Es ist auf der einen Seite gut, dass heute ein römisch-katholischer Theologe das Ablass- und Luther-Problem seiner Kirche so aufgreift und dann auch noch schreibt, er wisse keinen Rat zu dem „unerledigten Problem hinter dem in der Tat erledigten Problem des Ablasses in der ökumenisch belastenden Gestalt.“ Auf der anderen Seite hat sich, wie die letzten Ablass-Erklärungen des gegenwärtigen Papstes gezeigt haben – so zum Paulus-Jubiläum mit dem „vollkommenen Ablass in Rom“ und dem Ablass beim Weltjugendtreffen in Australien – , dass sich grundsätzlich theologisch zwischen 1517 und 2008 nichts geändert hat. Das Problem ist das Gottesbild in der Verfügbarkeit des Papstes als Stellvertreter Jesu Christi über den „Schatz im Himmel.“ Der Papst beansprucht eine Verfügungsgewalt über Gottes Gnaden! Die schmutzigen Finanzgeschäfte des späteren Erzbischofs von Mainz sind kirchliche Vergangenheit. Sein verstärkter Ablasshandel veranlasste Martin Luther 1517 zu seinen 95 Thesen. Es waren die schlimmen Vorgänge in der Kirche seiner Zeit, die Luther zu dem Versuch einer Kirchen-Reformation brachten. Der Angsthase im Kloster habe – so Professor Pesch – diese Angst in die viel zitierte Frage gegossen: „Wie kriege ich einen gnädigen Gott?“ Dann habe er aber erkannt, dass diese Frage falsch gestellt war. „Wir müssen keinen gnädigen Gott ‚kriegen’, wir dürfen um Christi willen glauben, dass wir ihn haben.“ So der katholische Lutherforscher.

Darüber kann ich nur den Kopf schütteln!
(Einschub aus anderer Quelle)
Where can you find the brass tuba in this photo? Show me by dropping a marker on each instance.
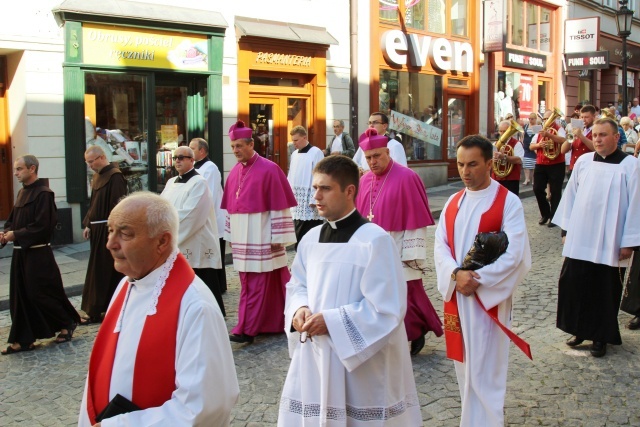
(551, 149)
(502, 168)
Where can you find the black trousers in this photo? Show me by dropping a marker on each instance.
(554, 176)
(302, 227)
(512, 185)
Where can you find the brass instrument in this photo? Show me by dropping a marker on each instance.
(501, 167)
(551, 149)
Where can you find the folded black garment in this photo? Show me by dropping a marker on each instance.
(118, 405)
(486, 249)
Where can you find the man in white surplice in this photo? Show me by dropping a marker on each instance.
(344, 312)
(303, 160)
(198, 236)
(163, 344)
(482, 376)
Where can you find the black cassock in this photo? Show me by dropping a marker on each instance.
(108, 187)
(38, 305)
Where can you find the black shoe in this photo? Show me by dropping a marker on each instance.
(574, 341)
(598, 349)
(241, 338)
(417, 345)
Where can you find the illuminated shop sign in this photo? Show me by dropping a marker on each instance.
(418, 50)
(525, 60)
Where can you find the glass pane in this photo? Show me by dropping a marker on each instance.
(115, 119)
(545, 29)
(261, 119)
(457, 116)
(171, 119)
(517, 22)
(414, 16)
(459, 17)
(418, 98)
(388, 12)
(532, 26)
(436, 16)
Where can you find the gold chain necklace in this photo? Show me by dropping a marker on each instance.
(372, 203)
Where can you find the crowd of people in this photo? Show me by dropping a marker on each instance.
(352, 304)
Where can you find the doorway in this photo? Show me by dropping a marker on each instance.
(272, 118)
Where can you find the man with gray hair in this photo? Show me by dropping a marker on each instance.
(198, 237)
(161, 355)
(38, 305)
(108, 186)
(341, 143)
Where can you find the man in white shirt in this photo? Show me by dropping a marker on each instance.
(163, 344)
(198, 237)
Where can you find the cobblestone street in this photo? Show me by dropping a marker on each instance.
(561, 387)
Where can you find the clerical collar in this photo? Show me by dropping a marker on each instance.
(187, 176)
(305, 149)
(340, 223)
(251, 161)
(106, 169)
(614, 158)
(201, 162)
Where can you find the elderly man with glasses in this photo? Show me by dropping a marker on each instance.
(108, 186)
(198, 233)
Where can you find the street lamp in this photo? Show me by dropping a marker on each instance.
(624, 18)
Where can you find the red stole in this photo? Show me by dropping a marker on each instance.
(154, 371)
(490, 221)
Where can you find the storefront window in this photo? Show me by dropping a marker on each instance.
(115, 119)
(388, 12)
(516, 22)
(415, 101)
(436, 15)
(459, 17)
(532, 26)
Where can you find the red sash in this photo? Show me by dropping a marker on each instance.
(154, 370)
(490, 221)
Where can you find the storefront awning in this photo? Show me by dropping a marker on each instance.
(283, 31)
(138, 13)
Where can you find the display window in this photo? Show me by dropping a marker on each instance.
(115, 120)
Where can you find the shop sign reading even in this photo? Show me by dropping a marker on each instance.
(443, 54)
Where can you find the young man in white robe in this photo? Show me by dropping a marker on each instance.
(600, 214)
(198, 233)
(300, 176)
(163, 344)
(479, 348)
(344, 318)
(380, 122)
(211, 174)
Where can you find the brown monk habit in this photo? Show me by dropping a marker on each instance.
(108, 187)
(39, 306)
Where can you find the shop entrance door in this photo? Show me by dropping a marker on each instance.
(6, 164)
(272, 118)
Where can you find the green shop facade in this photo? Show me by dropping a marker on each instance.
(139, 83)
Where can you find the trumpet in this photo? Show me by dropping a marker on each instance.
(502, 168)
(551, 149)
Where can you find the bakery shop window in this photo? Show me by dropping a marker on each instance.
(115, 120)
(413, 103)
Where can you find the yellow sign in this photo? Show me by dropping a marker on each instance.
(117, 46)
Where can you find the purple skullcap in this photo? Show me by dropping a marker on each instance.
(239, 131)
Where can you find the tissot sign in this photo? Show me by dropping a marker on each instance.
(581, 35)
(525, 60)
(587, 60)
(417, 50)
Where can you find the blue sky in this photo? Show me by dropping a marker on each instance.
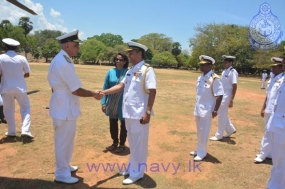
(134, 18)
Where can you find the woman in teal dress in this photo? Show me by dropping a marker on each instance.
(112, 104)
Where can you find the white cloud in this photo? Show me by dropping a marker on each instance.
(54, 13)
(40, 22)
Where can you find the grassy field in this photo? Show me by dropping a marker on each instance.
(229, 164)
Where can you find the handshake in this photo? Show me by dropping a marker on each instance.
(98, 94)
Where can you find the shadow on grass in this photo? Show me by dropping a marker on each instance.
(9, 139)
(22, 183)
(266, 161)
(123, 153)
(31, 92)
(228, 140)
(210, 158)
(145, 182)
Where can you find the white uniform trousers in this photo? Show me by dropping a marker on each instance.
(277, 146)
(1, 100)
(138, 142)
(64, 134)
(263, 83)
(265, 142)
(9, 111)
(224, 123)
(203, 130)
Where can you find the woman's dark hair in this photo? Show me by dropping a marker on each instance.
(125, 59)
(10, 47)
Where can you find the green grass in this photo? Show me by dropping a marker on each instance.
(172, 137)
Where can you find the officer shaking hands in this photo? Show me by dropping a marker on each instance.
(64, 104)
(138, 98)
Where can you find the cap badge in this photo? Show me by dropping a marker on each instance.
(67, 58)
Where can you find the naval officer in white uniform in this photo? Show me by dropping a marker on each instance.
(64, 104)
(139, 87)
(276, 127)
(210, 92)
(263, 79)
(229, 81)
(14, 69)
(269, 105)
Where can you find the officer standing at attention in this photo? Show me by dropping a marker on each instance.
(139, 94)
(268, 106)
(229, 81)
(14, 69)
(263, 79)
(209, 97)
(276, 127)
(64, 104)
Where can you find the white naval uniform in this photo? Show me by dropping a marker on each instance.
(263, 79)
(207, 89)
(272, 91)
(13, 86)
(276, 127)
(64, 110)
(134, 106)
(229, 77)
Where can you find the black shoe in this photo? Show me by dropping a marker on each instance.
(3, 121)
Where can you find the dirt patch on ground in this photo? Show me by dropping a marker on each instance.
(30, 164)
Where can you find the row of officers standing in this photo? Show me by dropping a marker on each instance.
(214, 97)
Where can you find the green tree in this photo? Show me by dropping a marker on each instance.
(32, 46)
(26, 24)
(121, 48)
(216, 40)
(164, 59)
(109, 39)
(50, 48)
(156, 42)
(43, 35)
(92, 50)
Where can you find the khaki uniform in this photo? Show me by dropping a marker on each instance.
(64, 110)
(208, 87)
(135, 102)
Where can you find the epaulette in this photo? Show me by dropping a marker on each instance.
(145, 69)
(67, 58)
(147, 65)
(215, 76)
Konnte der Augustinermönch in seiner Zeit mit seinen Erfahrungen angesichts der kirchlichen Auflagen bei der „Gnadenvermittlung“ eine andere Frage stellen? So steht Luther für mich in einer langen Tradition der Kirche Roms mit vielen Reform-Versuchen. 1417 wurde Jan Hus, der tschechische Theologe, ausgerechnet auf dem Konzil zu Konstanz öffentlich verbrannt. Er hat aufgenommen, was der englische Theologe John Wycliffe (+ 1384) zu den kirchlichen Missständen gelehrt hatte, auch über die päpstliche Gewalt. Das Konstanzer Konzil erklärte diesen 1415 posthum zum Ketzer und ließ seine Gebeine 1418 verbrennen. Für mich stellt sich die Frage, die ich auch in dem Beitrag von Professor Pesch gefunden haben: „Kann der Papst letztlich bestimmen, wer und in welchem Ausmaß der Gnade Gottes teilhaftig wird und wer nicht?“ Für mich hat ein Mensch, wenn er sich auch durch die kirchliche Hierarchie als Papst wählen lässt und dieses Amt ausübt, grundsätzlich keine Kirchen-Gewalt dieser Art. Darin folge ich Martin Luther – nicht nur weil er ein Mensch war, der mit seiner Zeit und seinem Kloster nicht fertig wurde. Er hat den Missbrauch in der Kirche seiner Zeit erkannt – ich erkenne diese auch heute noch in der Papst-Kirche!